BBC News
November 29, 2001

Jackson 'Delighted' to Direct Rings
Rosie Millard

Millions of people are excitedly awaiting the release of the first Lord of the Rings movie - but few more so than its director Peter Jackson.

"I waited a long, long time for someone to make a movie of The Lord of the Rings," says Jackson.

"Now I am delighted and extremely honoured that I was the person to make it."

Jackson's movie Fellowship of the Rings is an adaptation of the first book from fantasy writer J.R.R. Tolkien's Lord of the Rings trilogy.

But it has long been known that Jackson made all three books into films before releasing the first.

And, he says, he had no problem finding enthusiasm for such an epic project.

"The Lord of the Rings is such a great a story and is ultimately very cinematic. It has everything that you could want in a movie," says the director.

"But we also absolutely respect the book. It has spectacle and epic scale but it is ultimately so intimate."

Mythology

Tolkien wrote his fantasy about goblins, hobbits and dwarfs in the mid 1950s.
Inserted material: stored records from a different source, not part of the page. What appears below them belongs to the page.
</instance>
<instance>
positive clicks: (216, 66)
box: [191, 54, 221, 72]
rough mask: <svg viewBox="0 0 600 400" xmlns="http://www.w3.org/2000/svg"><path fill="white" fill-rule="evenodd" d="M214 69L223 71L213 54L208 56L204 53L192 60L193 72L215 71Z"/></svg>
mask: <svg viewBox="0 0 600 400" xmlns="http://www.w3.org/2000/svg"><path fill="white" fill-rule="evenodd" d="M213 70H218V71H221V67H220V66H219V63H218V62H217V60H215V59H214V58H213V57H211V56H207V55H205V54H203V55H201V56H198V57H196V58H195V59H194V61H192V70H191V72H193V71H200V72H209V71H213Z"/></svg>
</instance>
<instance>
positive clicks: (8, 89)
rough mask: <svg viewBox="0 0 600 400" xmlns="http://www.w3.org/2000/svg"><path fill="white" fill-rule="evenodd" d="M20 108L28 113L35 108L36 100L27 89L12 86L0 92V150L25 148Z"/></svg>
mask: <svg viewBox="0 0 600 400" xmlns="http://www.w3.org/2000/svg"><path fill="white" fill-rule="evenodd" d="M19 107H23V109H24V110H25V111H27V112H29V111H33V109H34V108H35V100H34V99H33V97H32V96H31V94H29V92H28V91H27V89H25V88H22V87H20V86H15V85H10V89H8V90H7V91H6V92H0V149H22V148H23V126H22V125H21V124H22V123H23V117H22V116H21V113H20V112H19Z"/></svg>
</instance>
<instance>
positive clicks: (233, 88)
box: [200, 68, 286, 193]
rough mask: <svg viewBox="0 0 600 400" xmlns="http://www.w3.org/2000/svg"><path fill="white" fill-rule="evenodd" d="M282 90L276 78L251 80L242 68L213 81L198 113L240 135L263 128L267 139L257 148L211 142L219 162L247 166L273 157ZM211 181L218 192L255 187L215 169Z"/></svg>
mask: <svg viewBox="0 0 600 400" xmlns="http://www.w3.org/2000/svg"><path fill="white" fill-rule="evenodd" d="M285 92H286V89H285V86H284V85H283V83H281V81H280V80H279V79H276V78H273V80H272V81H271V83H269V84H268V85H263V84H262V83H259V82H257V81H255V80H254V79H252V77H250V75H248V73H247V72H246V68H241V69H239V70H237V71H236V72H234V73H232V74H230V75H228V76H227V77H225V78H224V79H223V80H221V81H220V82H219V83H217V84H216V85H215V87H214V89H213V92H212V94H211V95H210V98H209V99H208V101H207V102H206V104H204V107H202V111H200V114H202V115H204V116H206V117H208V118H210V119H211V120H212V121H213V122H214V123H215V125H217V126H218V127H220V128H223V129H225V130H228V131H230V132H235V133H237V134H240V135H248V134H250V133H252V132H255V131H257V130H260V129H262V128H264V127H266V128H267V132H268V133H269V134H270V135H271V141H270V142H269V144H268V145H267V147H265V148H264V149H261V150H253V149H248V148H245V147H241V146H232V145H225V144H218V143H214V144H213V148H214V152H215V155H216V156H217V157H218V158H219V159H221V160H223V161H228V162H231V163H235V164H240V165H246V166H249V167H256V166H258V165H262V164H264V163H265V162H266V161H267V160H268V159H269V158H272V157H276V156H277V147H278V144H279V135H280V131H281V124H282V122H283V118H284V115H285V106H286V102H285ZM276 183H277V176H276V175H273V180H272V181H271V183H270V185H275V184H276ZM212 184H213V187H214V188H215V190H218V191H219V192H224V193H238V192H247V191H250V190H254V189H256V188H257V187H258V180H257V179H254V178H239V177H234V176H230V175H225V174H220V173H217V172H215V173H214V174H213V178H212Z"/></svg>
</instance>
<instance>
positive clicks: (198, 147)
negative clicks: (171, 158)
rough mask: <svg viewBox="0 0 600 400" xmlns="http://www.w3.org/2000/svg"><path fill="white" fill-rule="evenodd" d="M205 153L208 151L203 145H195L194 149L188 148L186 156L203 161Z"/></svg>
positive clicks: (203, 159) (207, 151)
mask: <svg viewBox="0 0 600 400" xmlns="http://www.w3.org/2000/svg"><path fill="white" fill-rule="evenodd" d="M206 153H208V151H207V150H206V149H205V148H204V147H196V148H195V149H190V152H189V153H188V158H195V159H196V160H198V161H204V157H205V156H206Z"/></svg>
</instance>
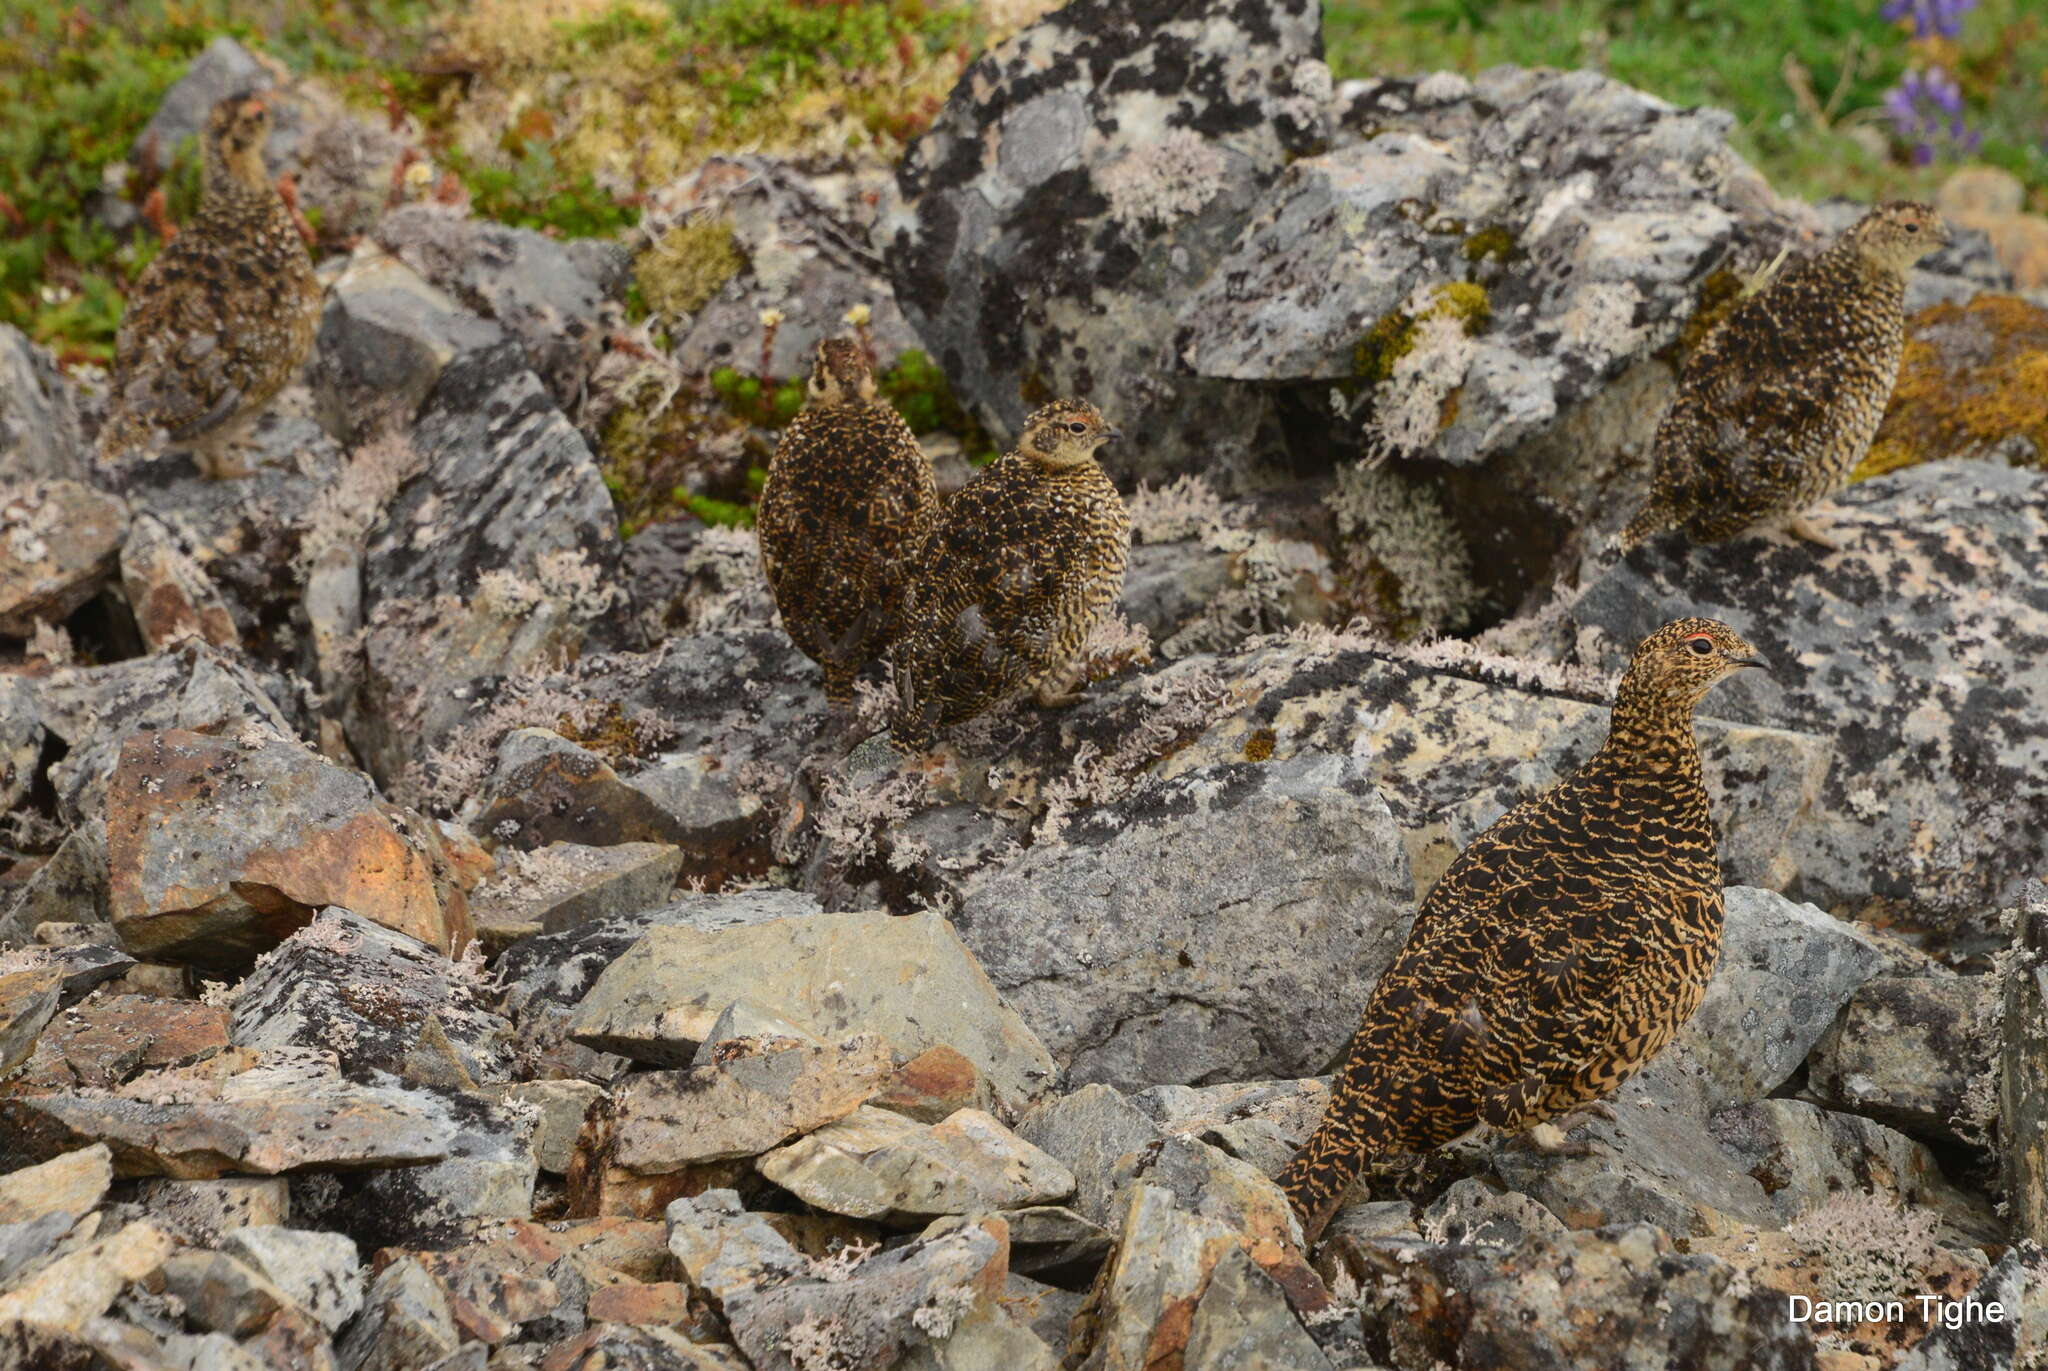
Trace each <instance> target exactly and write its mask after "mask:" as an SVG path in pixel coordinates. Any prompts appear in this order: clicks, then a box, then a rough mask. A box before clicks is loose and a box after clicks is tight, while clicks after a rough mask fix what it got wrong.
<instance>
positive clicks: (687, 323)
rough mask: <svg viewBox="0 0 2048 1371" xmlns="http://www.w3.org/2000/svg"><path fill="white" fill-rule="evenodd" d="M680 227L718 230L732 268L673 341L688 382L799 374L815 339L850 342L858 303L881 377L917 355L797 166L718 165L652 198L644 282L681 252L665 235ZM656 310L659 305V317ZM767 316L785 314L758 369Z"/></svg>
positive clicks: (815, 345) (650, 206)
mask: <svg viewBox="0 0 2048 1371" xmlns="http://www.w3.org/2000/svg"><path fill="white" fill-rule="evenodd" d="M686 223H715V225H719V227H725V230H727V232H729V244H731V248H733V250H735V266H737V271H735V273H733V275H731V279H727V281H725V283H709V281H707V285H715V293H713V295H711V297H709V299H707V301H705V303H702V305H700V307H696V309H692V311H690V318H688V322H686V324H684V326H682V330H680V332H678V334H676V348H674V359H676V365H680V367H682V369H684V371H686V373H690V375H707V373H711V371H715V369H717V367H737V369H739V371H741V373H745V375H754V373H756V371H758V373H760V375H772V377H791V375H803V373H805V371H809V367H811V357H813V352H815V350H817V342H819V340H821V338H831V336H838V334H846V332H848V324H846V314H848V309H854V307H856V305H866V309H868V326H866V330H868V336H870V338H872V340H874V352H877V355H879V359H881V363H883V365H885V367H887V365H889V363H891V361H893V359H895V357H897V355H901V352H905V350H909V348H915V346H918V334H915V332H911V328H909V324H905V322H903V314H901V311H899V309H897V303H895V291H893V289H891V285H889V281H887V277H885V275H883V262H881V258H879V256H877V254H874V250H872V248H870V246H868V242H866V234H864V232H862V230H860V227H856V225H852V223H848V221H846V219H844V217H842V215H838V213H836V209H834V207H831V205H829V203H827V201H825V197H823V195H819V191H817V189H815V178H811V176H805V174H803V172H801V170H797V168H795V166H791V164H784V162H778V160H774V158H760V156H741V158H721V156H715V158H709V160H707V162H705V164H702V166H700V168H698V170H696V172H694V174H690V176H688V178H684V180H680V182H676V184H674V186H664V189H662V191H655V193H653V197H651V205H649V213H647V215H645V217H643V219H641V232H643V234H645V238H647V242H649V244H651V246H649V248H647V250H645V256H643V258H641V266H639V275H641V277H643V279H649V277H655V279H657V277H659V271H662V268H664V266H666V260H664V250H666V246H668V244H678V242H684V240H670V238H668V234H670V232H674V230H676V227H682V225H686ZM696 232H698V234H702V232H705V230H696ZM668 303H684V301H668ZM664 307H666V305H664V303H662V301H655V309H664ZM764 309H776V311H780V314H782V322H780V324H778V326H776V330H774V338H772V346H770V348H768V350H766V361H764V352H762V344H764V328H762V320H760V316H762V311H764Z"/></svg>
Some critics have suggested that, despite the popularity of Tolkien's global best-seller, on screen its story might seem outdated.

However Jackson says he is confident he has found the right approach to adaptating Tolkien's work.

"We haven't gone out of our way to make this a fantasy film - just as Tolkien didn't really think of this as fantasy," Jackson explains.

"He made this as a mythology for Britain. He mourned the fact that unlike places such as Scandinavia, Britain didn't really have an ancient mythology.

"We have set out to try to honour that and try to make it more an historical, rather than fantasy, film."

Indeed, Tolkien's epic has, by its richness, become mythological in literary history. And, undoubtedly, its popularity has also driven the hype around Jackson's film.

New Zealand

Yet, says the director, the very popularity of his project has also proved curiously difficult.

"Lord of the Rings had a disadvantage for us in that everyone knew the story. But we wanted to have as many surprises as possible," says Jackson.

"Controlling what the world knows about and sees from the film has been very important to the experience of going to see the movie in December."

What we do know is that Fellowship of the Rings has been filmed in Jackson's native land New Zealand.

We also know that it stars Sir Ian McKellen, Cate Blanchett, Ian Holm, Liv Tyler and Elijah Wood.

And when the film finally hits cinema screens on 19 December it looks set to cause as big a storm as the current magical movie Harry Potter and the Philosopher's Stone.